Frippery city August 4, 2008 1 out of 1 found this review helpful
Think of chocolate cake dipped in honey, sprinkled with powdered sugar and then drizzled with maple syrup. Blech!
Apparently, Angier has noted that the world of nonfiction has had to make due without its own version of E. Annie Proulx, and decided to fill that gap herself. (This is not a compliment.)
But I hate to be hard on her, because she is performing a real service, and obviously is quite bright and more than willing to dive into a tough subject and work until she understands it. But if her stated goal is to make the basics of science more accessible to people, why make us read in dread of the next strained metaphor or lame pun? It's hideously distracting.

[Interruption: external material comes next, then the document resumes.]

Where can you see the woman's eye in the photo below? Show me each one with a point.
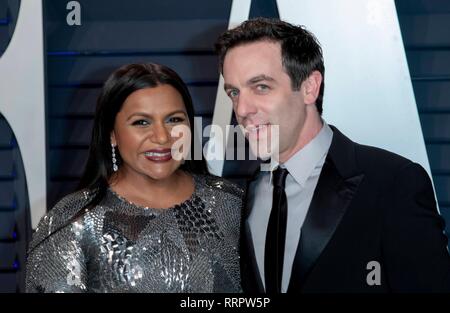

(For the record, you can't really address a compendium of basic science without mentioning J. Willard Gibbs, America's greatest and most obscure science titan.)
not amused July 27, 2008 2 out of 2 found this review helpful
"Too cute by far" is a better title for a review, but I see it's already taken. If you like Ms Angier's articles in the NY Times, as I usually do, you will be disappointed in this book. If the tone in those articles is as grating as in this book, maybe I didn't notice because they are so much shorter. After 50 pages I was ready to pull my hair out with all the flippant asides.
The Canon July 14, 2008 0 out of 2 found this review helpful
Don't waste your time or your money. I throw very few books in the garbage, but this one had to go in.